Debate na ONU, em Genebra, tem bate-boca acalorado entre Jean Wyllys e chefe da delegação brasileira

Que Jair Bolsonaro acostumou-se a não honrar as próprias palavras todos sabem, mas na condição de chefe de Estado deveria reavaliar essa postura, pois o cargo exige muito mais do que fanfarronice recorrente.

Bolsonaro, que prometeu governar desprovido de qualquer viés ideológico, sequer sabe que não há política sem ideologia, pois ideologia é o padrão que cada um tem de pensar, sendo útil como ferramenta de garantia da democracia porque viabiliza apoio ou crítica às políticas públicas de modo geral.

Quando o presidente da República afirmou que governaria ao largo das ideologias, sua intenção era dizer que a partir do momento em que se instalasse no Palácio do Planalto só haveria espaço para a sua ideologia, sempre tosca e retrógrada, como ficou provado nesta sexta-feira (15), em Genebra, durante debate na sede europeia da Organização das Nações Unidas (ONU)

Um painel sobre autoritarismo e direitos humanos terminou em acalorado bate-boca entre a chefe da delegação brasileira junto à ONU, embaixadora Maria Nazareth Farani Azevêdo, e o ex-deputado federal Jean Wyllys, que participava do debate.
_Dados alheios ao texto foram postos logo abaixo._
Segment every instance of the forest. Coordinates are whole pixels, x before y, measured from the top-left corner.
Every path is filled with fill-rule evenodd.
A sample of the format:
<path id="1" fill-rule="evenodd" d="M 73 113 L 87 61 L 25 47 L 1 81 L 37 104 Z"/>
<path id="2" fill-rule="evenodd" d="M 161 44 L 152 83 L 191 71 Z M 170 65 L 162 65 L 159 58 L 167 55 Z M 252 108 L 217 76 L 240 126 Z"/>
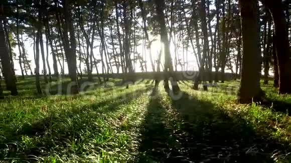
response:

Um vídeo gravado no local do evento mostra a embaixadora brasileira, que estava na plateia, levantando-se para deixar o recinto após fazer pergunta a Wyllys, que renunciou ao terceiro mandato parlamentar e saiu do Brasil em razão de ameaças de morte.

Diante da atitude da diplomata, o mediador do debate pergunta: “A senhora não quer ouvir a resposta dele?”. Ao que Farani Azevêdo responde: “Desde que eu possa fazer uma tréplica”. E o mediador rebate: “Desculpe, não é assim que as coisas funcionam”.


Em seguida, Jean Wyllys intervém: “Por favor, embaixadora, ouça a minha resposta. Se a senhora gosta de debate, deveria ouvir a minha resposta”.

Wyllys continua: “O fato de a senhora ter saído do seu lugar e vir com um discurso pronto para essa sala é um sintoma mesmo de que a minha presença aqui amedronta a senhora e o seu governo, que não tem compromisso com a democracia, sobretudo em um momento em que a imprensa revela relações entre organizações criminosas, os assassinos de Marielle Franco e a família do presidente da República, que ocupa o Palácio do Planalto”.

Nesse momento, já de pé, a embaixadora responde: “A sua presença aqui envergonha o Brasil”.

Jean Wyllys não se intimida e rebate a arrogância da representante de um governo que finge ser democrático: “Agora é a minha vez de falar, embaixadora. Por favor, respeite a democracia”. E repete: “Por favor, respeite a democracia, embaixadora”.

“É importante que cada pessoa sempre cuspa na cara de quem faz elogio à tortura. A tortura é um crime de lesa-humanidade. Nós não deveríamos tolerá-la em hipótese alguma, sobretudo envolvendo os que se autoproclamam democráticos. Muito obrigado, bradou o ex-parlamentar.

Há muito que a política externa brasileira deixa a desejar, mas a diplomacia no governo Bolsonaro tem dado mostras que a situação deve piorar sobremaneira, especialmente porque o discurso de ódio que continua sendo fermentado pelo presidente da República já ultrapassou as fronteiras do Brasil.

Se Jair Bolsonaro não consegue calar seus opositores dentro do próprio País, não será uma diplomata deselegante e autoritária a lograr êxito em terras estrangeiras. Ou a parcela pensante da sociedade reage a essa tentativa de engessamento do pensamento, ou em breve o Brasil estará dominado por extremistas de direita.